KES Chapel Reflection, Week of 8 October
admin | 13 October 2017In the sweat of your face you shall eat bread till you return to the ground
Ah, the curses of work and labour! There is, it seems, no escaping the reality of the Fall. It means a different relation to the world and to one another and all because of a falling out, we might say, with God occasioned by our deceit and disobedience.
We return this week after the Thanksgiving Break to consider the further consequences of the Fall in the Third Chapter of Genesis. In a way, it connects with some of the themes of thanksgiving since bread is very much an aspect of our human engagement through work with the good order of creation. It means that nothing is simply ready at hand; labour is one of the consequences of the Fall, one of the curses. And yet, in and through our labours with the good order of God’s creation, blessings are found. We can learn about what we experience. The Fall means that good and evil, which are known to God through intellect, are known to us through experience. Yet through our experience of estrangement and separation, we may come to learn intellectually and ethically about good and evil.
The so-called curses that are the fall-out of the Fall are also about a kind of falling into reason. The awareness of ourselves as self-conscious beings means our awareness not only of the otherness of God and of one another but of the natural world itself. To live requires now our self-conscious effort at the same time as there is our self-conscious awareness of our connection to the world, to the ground itself: “for out of it you were taken; you are dust and to dust shall you return”. This is not really news. The two creation accounts have already and amply chronicled our connection to the ground, to the dust of creation and to every other created thing. What is new is the idea of labour and hard work. “In the sweat of your face you shall eat bread.”
The curse upon the serpent is to crawl upon its belly on the ground, no longer upright, it seems. At once a just-so story about the characteristics of snakes, it also illustrates the nature of human reason as having turned away from God and having turned towards the ground, the dust. The serpent’s curse – turned towards the dust – is the very image of the cunning of reason in its turning away from God. For the woman, the curse is the pain of childbirth. For the man, the ground itself is cursed and becomes the place of human labour amidst thorns and thistles. Each curse illustrates the sense of estrangement and enmity – division experienced experientially. The further point is that creation is no longer simply a paradisal garden. The Fall means the expulsion from the garden of Eden and there is no going back; there can be no undoing of our self-consciousness.
“We’ve got to get ourselves back to the garden,” Joni Mitchell sang in Woodstock. Certainly the dreams and images of paradise are a recurring feature of the human story, from the “garden of the sun” in the Epic of Gilgamesh to the arcadia of the Greco-Roman world of antiquity to the Woodstock of the hippie sixties. But in an important way, there is no going back. Dante, in his magisterial treatment of the journey of the soul to God in the Divine Comedy, takes us up Mount Purgatory to the Garden of the Earthly Paradise but it is precisely not an end-point. It is the jumping off point to the Heavenly Paradise, having been made “pure and prepared to leap up to the stars.” How? Through the purgation of sins and the acquisition by grace of the virtues of the soul. His vision draws upon these ancient stories in Genesis about creation and the Fall, about the curses and human labour. They are all part of the pilgrimage of education.
And so, too, for all of our students and faculty.

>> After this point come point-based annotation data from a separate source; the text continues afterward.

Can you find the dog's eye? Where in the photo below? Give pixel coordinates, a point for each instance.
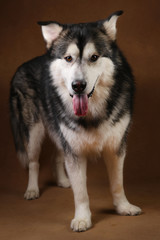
(94, 58)
(68, 59)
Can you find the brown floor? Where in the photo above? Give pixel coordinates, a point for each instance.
(49, 217)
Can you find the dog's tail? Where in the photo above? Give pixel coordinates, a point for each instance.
(23, 114)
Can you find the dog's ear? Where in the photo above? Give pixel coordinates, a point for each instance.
(50, 31)
(110, 24)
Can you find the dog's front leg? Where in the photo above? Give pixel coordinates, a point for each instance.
(76, 169)
(114, 164)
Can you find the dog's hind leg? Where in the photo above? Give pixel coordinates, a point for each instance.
(33, 147)
(76, 169)
(61, 177)
(114, 164)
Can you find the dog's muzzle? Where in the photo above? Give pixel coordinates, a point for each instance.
(80, 98)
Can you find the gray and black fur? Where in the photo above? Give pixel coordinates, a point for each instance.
(36, 96)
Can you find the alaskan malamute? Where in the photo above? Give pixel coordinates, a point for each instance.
(80, 92)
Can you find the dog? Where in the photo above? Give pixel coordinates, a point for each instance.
(81, 91)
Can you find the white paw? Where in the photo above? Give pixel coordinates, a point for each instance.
(80, 225)
(64, 183)
(31, 194)
(128, 209)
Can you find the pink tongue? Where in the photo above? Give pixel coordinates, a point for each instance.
(80, 104)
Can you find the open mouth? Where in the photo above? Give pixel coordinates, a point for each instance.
(80, 103)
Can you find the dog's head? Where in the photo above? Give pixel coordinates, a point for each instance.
(81, 58)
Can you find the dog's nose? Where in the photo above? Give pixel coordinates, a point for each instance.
(79, 85)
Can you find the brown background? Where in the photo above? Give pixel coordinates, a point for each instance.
(49, 217)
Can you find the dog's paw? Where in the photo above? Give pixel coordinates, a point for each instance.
(128, 209)
(31, 194)
(80, 225)
(65, 183)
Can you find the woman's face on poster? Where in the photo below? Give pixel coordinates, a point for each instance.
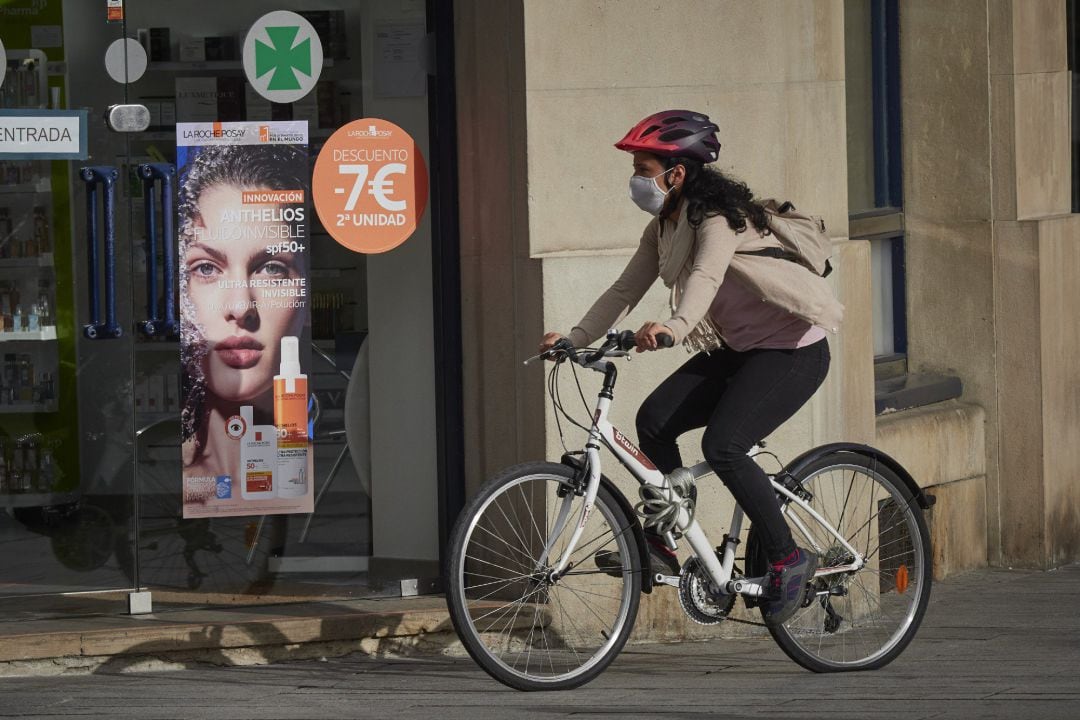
(237, 309)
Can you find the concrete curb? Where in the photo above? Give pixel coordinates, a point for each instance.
(251, 636)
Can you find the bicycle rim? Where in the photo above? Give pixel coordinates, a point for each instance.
(520, 627)
(858, 620)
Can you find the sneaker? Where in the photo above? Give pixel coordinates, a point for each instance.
(787, 586)
(662, 558)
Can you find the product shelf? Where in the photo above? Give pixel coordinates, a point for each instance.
(48, 333)
(26, 408)
(43, 260)
(9, 500)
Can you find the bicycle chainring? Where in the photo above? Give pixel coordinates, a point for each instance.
(699, 601)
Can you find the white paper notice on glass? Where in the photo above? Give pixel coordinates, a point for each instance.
(401, 63)
(46, 36)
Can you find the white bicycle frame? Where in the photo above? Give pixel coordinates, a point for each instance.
(718, 570)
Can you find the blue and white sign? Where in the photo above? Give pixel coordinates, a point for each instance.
(42, 134)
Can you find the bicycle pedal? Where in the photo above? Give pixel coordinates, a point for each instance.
(661, 579)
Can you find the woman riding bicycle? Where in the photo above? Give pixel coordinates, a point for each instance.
(757, 323)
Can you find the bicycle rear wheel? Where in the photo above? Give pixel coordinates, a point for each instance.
(524, 629)
(863, 620)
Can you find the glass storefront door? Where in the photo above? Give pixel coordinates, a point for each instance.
(106, 431)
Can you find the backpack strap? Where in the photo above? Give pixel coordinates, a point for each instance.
(781, 254)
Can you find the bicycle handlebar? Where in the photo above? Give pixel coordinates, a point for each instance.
(616, 344)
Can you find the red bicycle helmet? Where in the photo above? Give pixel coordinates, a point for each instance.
(674, 134)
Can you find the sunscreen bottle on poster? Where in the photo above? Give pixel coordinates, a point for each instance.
(258, 458)
(291, 417)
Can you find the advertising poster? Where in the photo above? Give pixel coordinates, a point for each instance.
(245, 349)
(370, 186)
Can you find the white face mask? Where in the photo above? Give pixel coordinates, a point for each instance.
(646, 192)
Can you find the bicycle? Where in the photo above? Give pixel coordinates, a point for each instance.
(536, 612)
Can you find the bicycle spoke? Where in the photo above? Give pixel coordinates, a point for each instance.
(574, 624)
(502, 555)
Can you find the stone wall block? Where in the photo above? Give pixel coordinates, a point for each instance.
(1037, 48)
(1003, 146)
(1060, 304)
(1017, 493)
(936, 444)
(1043, 155)
(958, 527)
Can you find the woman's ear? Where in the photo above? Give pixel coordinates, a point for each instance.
(677, 176)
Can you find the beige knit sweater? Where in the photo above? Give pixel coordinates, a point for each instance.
(786, 285)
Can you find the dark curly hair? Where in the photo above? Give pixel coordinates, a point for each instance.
(710, 192)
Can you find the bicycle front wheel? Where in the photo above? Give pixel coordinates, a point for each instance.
(525, 628)
(860, 620)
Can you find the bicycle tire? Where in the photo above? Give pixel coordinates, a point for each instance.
(863, 624)
(583, 608)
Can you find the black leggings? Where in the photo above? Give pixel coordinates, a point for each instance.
(740, 398)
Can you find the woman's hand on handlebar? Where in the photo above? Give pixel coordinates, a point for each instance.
(648, 337)
(549, 341)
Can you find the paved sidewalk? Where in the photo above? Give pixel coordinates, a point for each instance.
(996, 643)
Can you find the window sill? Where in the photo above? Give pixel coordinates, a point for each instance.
(908, 391)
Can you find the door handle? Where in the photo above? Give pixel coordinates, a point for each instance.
(159, 176)
(105, 178)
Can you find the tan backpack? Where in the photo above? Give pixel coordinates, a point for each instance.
(802, 238)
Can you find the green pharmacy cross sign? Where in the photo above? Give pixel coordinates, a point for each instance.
(283, 56)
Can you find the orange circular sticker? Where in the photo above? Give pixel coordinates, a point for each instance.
(369, 186)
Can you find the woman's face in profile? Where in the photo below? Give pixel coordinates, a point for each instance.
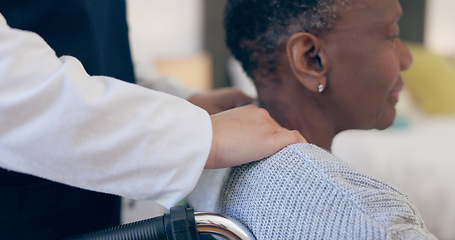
(366, 56)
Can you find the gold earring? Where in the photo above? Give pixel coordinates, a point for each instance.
(320, 88)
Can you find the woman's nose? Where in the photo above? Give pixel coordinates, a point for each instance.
(405, 56)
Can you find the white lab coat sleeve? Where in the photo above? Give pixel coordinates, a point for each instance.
(96, 133)
(147, 77)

Chapel is an integral part of the school’s educational programme precisely because it seeks to raise the questions about the human condition, about our moral and ethical commitments, about our intellectual and spiritual ideals and principles. We do so only because of what this chapter in Genesis presents to us experientially, namely, our sense of estrangement and enmity which becomes the ground or place of our labours. Our labours in an academic community are the works of learning and service where nothing is to be taken for granted and where we learn how to take care of the things that have been entrusted to us intellectually, ethically and materially. We confront ourselves in these stories and a way to think about the nature of our experiences.

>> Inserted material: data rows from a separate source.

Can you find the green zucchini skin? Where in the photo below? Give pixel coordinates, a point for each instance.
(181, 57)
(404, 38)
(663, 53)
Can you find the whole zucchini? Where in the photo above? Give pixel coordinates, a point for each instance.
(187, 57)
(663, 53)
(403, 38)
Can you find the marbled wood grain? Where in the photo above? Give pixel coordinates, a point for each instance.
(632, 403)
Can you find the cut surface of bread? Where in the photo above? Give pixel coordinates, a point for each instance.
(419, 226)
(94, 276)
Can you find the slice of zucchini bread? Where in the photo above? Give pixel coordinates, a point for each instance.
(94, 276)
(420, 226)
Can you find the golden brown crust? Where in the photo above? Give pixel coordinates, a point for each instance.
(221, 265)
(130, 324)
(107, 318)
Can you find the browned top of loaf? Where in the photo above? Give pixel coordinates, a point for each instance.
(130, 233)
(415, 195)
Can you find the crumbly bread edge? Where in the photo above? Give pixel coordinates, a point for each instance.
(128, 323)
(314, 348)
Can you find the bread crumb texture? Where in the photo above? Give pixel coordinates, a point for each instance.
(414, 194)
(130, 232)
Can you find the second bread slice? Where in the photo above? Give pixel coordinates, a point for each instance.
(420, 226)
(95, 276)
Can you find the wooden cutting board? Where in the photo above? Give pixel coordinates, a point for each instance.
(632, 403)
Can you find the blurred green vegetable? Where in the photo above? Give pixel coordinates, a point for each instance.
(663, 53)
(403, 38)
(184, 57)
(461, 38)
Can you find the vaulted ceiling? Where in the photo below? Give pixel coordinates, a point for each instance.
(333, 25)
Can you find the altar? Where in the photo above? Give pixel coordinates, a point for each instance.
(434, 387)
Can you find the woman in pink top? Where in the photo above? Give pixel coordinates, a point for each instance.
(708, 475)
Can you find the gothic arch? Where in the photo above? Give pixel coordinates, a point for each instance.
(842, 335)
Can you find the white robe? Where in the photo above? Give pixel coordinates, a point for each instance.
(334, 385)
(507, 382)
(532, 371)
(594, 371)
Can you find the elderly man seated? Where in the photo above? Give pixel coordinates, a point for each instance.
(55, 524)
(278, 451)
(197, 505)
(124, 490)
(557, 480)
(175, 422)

Somehow in being turned to the ground we are also being turned to God. Pride in Dante’s view – and in the Judeo-Christian and Islamic tradition – is the root of all sin. In Dante’s poetic vision, the opposite virtue of humility is acquired on the cornices of the proud by being bent down to the ground in contemplation of the stories about the great examples of humility, such as the Virgin Mary at the Annunciation. Those stories are carved in the ground, as it were, and belong to the ground of our being with God.
In a way, the lessons of Genesis here about the curses and human labour complement, too, the ancient Greek idea in Homer’s Odyssey of learning through suffering, learning through a new and altered association with the world about the truth of our humanity. The challenge and the task is to learn and to acquire the humility in which we discover the true virtue and dignity of our humanity. We may indeed be “caught in the devil’s bargain” as the poem song Woodstock suggests and not be able “to get ourselves back to the garden” but, as Joni Mitchell also notes, “you know life is for learning.” That is a blessing.